Play Is Crucial to a Child's Social Skills

Think back to your first childhood best friend. Did you become close because you had similar political views or collaborated on some project together? Of course not. You became best friends because you played together and had fun doing it.

Unfortunately, like many adults out there, there's a good chance you haven't talked to your childhood best friend in years, maybe even decades. People move, build lives, and grow apart. It happens to all of us. Even if that's the case, though, that doesn't diminish the importance that first friendship had in your life. That time you spent playing together was the introductory lesson to becoming a social human being.

By its very nature, play forces us to communicate and interact as effectively as we can. Whether they're playing board games, sports, or an adventure born purely from the imagination, kids learn how to pick up on social cues by playing together. They come to understand nonverbal communication like how a frown when their friend is losing means they aren't having fun anymore or how a laugh at a joke they told has endeared them to one another.

It's from these back-and-forth interactions during play that children begin to build their first relationships outside of their own family. They figure out how to build relationships and, over time, how to maintain friendships when they fall on difficult times.

Play Builds Confidence

Confidence in yourself is vital to becoming a happy adult. Without it, a person is far more likely to be riddled with anxiety and self-doubt throughout their life. This can then keep them from chasing dreams or pursuing goals because they don't believe them to be attainable.

Encouraging your children to participate in play on a regular basis is a great first step in building their confidence up. Take my oldest, for example. Recently, she has become quite adept at her favorite game, hide and seek. Does having an uncanny ability to hide herself from others effectively have a lot of practical applications? Not really, unless she's going to become a spy later in life. But the fact remains that she's great at hiding, and what's more, she knows she is. This is the point. Anytime she is able to successfully evade us, her confidence grows and she feels ready for more challenges.

Play Stimulates Creativity

One of the best attributes that play can offer is the ability to enhance a child's level of creativity. When children play, their imaginations are able to take them anywhere they want, like the bottom of the ocean or to far-off magical worlds, unconstrained by the laws of physics or other such trivial matters. This ability to take nothing and turn it into something is a skill that has countless real-world applications. A natural talent for being able to think outside the box or see a situation in a different light than everyone else is a highly sought-after trait. By encouraging children to embrace their creativity from a young age, you're actually helping them to expand their minds and accept even more possibilities throughout life. Just think of people like Elon Musk or the late Steve Jobs. Yes, their prowess in business was a large factor in their success, but I would argue that it was their creativity that deserves most of the credit.

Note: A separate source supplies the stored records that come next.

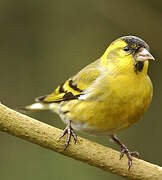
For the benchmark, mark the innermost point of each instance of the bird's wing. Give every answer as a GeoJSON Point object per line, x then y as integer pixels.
{"type": "Point", "coordinates": [73, 87]}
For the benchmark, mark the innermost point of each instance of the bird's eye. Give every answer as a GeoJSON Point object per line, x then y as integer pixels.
{"type": "Point", "coordinates": [126, 48]}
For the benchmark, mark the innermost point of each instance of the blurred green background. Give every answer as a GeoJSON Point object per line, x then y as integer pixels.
{"type": "Point", "coordinates": [44, 42]}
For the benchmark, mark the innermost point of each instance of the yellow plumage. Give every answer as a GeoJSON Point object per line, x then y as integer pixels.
{"type": "Point", "coordinates": [108, 95]}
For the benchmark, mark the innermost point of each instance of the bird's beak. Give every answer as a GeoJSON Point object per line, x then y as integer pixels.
{"type": "Point", "coordinates": [143, 55]}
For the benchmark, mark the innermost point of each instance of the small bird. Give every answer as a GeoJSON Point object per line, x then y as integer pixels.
{"type": "Point", "coordinates": [106, 96]}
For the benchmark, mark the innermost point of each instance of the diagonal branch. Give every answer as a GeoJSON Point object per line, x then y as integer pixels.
{"type": "Point", "coordinates": [86, 151]}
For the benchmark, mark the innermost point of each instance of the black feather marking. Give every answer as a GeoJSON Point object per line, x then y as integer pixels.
{"type": "Point", "coordinates": [61, 89]}
{"type": "Point", "coordinates": [137, 42]}
{"type": "Point", "coordinates": [40, 98]}
{"type": "Point", "coordinates": [74, 87]}
{"type": "Point", "coordinates": [139, 66]}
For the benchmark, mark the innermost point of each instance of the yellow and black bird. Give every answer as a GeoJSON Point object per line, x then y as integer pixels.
{"type": "Point", "coordinates": [106, 96]}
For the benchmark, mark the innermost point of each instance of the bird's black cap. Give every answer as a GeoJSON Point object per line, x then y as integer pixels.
{"type": "Point", "coordinates": [135, 42]}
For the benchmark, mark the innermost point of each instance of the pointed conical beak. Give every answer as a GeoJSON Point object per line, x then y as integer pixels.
{"type": "Point", "coordinates": [143, 55]}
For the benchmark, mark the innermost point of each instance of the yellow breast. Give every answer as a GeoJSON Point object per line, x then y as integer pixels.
{"type": "Point", "coordinates": [121, 104]}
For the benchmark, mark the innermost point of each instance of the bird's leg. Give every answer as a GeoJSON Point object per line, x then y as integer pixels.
{"type": "Point", "coordinates": [125, 150]}
{"type": "Point", "coordinates": [70, 133]}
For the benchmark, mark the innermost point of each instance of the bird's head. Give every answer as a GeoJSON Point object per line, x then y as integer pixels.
{"type": "Point", "coordinates": [128, 53]}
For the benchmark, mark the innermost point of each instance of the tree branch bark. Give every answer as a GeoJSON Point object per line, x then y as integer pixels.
{"type": "Point", "coordinates": [86, 151]}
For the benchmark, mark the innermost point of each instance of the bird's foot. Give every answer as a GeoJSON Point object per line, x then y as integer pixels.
{"type": "Point", "coordinates": [70, 133]}
{"type": "Point", "coordinates": [125, 150]}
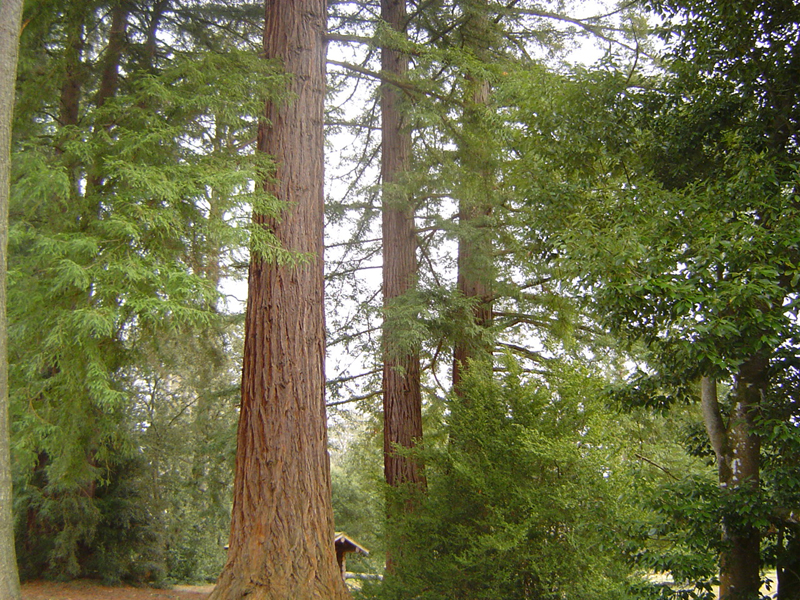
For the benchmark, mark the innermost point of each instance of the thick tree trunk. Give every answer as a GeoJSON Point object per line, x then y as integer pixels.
{"type": "Point", "coordinates": [738, 450]}
{"type": "Point", "coordinates": [281, 543]}
{"type": "Point", "coordinates": [10, 21]}
{"type": "Point", "coordinates": [402, 398]}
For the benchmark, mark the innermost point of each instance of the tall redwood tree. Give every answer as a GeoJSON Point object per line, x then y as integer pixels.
{"type": "Point", "coordinates": [10, 19]}
{"type": "Point", "coordinates": [402, 399]}
{"type": "Point", "coordinates": [281, 542]}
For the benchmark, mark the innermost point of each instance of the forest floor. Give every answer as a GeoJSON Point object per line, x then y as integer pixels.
{"type": "Point", "coordinates": [90, 590]}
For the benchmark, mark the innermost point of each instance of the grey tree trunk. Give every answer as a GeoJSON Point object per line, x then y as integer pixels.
{"type": "Point", "coordinates": [282, 540]}
{"type": "Point", "coordinates": [10, 22]}
{"type": "Point", "coordinates": [737, 447]}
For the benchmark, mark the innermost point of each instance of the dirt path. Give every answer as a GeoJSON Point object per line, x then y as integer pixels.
{"type": "Point", "coordinates": [89, 590]}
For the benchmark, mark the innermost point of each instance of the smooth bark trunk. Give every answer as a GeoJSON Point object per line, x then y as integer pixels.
{"type": "Point", "coordinates": [738, 448]}
{"type": "Point", "coordinates": [10, 22]}
{"type": "Point", "coordinates": [282, 541]}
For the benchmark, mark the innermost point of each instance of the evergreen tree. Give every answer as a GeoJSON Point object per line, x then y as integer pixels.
{"type": "Point", "coordinates": [10, 22]}
{"type": "Point", "coordinates": [128, 173]}
{"type": "Point", "coordinates": [402, 395]}
{"type": "Point", "coordinates": [281, 543]}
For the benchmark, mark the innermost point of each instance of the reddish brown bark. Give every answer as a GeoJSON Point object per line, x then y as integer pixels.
{"type": "Point", "coordinates": [10, 19]}
{"type": "Point", "coordinates": [402, 398]}
{"type": "Point", "coordinates": [282, 542]}
{"type": "Point", "coordinates": [475, 263]}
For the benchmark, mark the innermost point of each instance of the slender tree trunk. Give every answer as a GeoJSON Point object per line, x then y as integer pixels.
{"type": "Point", "coordinates": [476, 271]}
{"type": "Point", "coordinates": [281, 542]}
{"type": "Point", "coordinates": [789, 563]}
{"type": "Point", "coordinates": [738, 448]}
{"type": "Point", "coordinates": [402, 396]}
{"type": "Point", "coordinates": [10, 22]}
{"type": "Point", "coordinates": [402, 399]}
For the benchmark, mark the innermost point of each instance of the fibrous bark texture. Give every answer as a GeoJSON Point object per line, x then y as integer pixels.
{"type": "Point", "coordinates": [738, 448]}
{"type": "Point", "coordinates": [282, 542]}
{"type": "Point", "coordinates": [10, 19]}
{"type": "Point", "coordinates": [402, 399]}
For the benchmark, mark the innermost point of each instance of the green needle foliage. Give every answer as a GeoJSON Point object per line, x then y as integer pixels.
{"type": "Point", "coordinates": [133, 182]}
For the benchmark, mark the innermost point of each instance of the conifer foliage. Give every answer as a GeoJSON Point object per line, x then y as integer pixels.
{"type": "Point", "coordinates": [131, 181]}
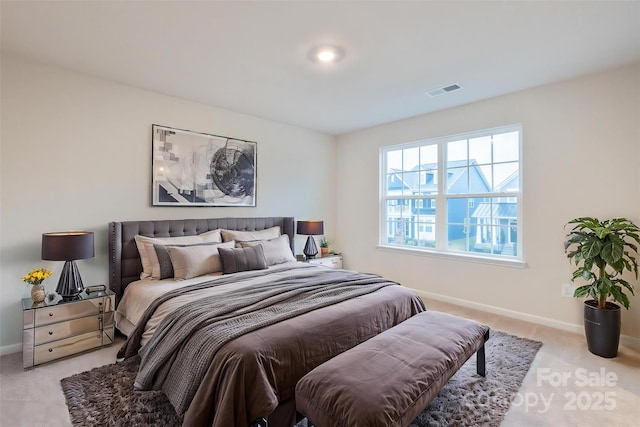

Play Encourages Us to Take Risks and Accept the Consequences

I can recall a time in my adolescence when my friends and I built a ramp to launch our bikes off of. I can still remember the exhilaration I felt as my bike sped toward it for the very first time, as well as the pain that followed when I botched the landing.

Was it an irresponsible and risky thing for us all to do? Yes. But it did teach me a very valuable lesson: I wasn't some weak, fragile thing. Sure, I skinned my knee, and it stung quite a bit, but I wasn't going to break or fall to pieces anytime something didn't work out the way I expected. I learned that all-important lesson: If you fail, dust yourself off and try again.

Kids all over the world learn this lesson every day. Whether they're learning how to ride a bike or stumble in a foot race with their friends, instances like these show us that it's OK to fall down as long as you pick yourself back up. It encourages us to not lose hope when something goes wrong and to instead keep at it until we've mastered it. In short, play teaches us how to become smart and happy without giving up along the way.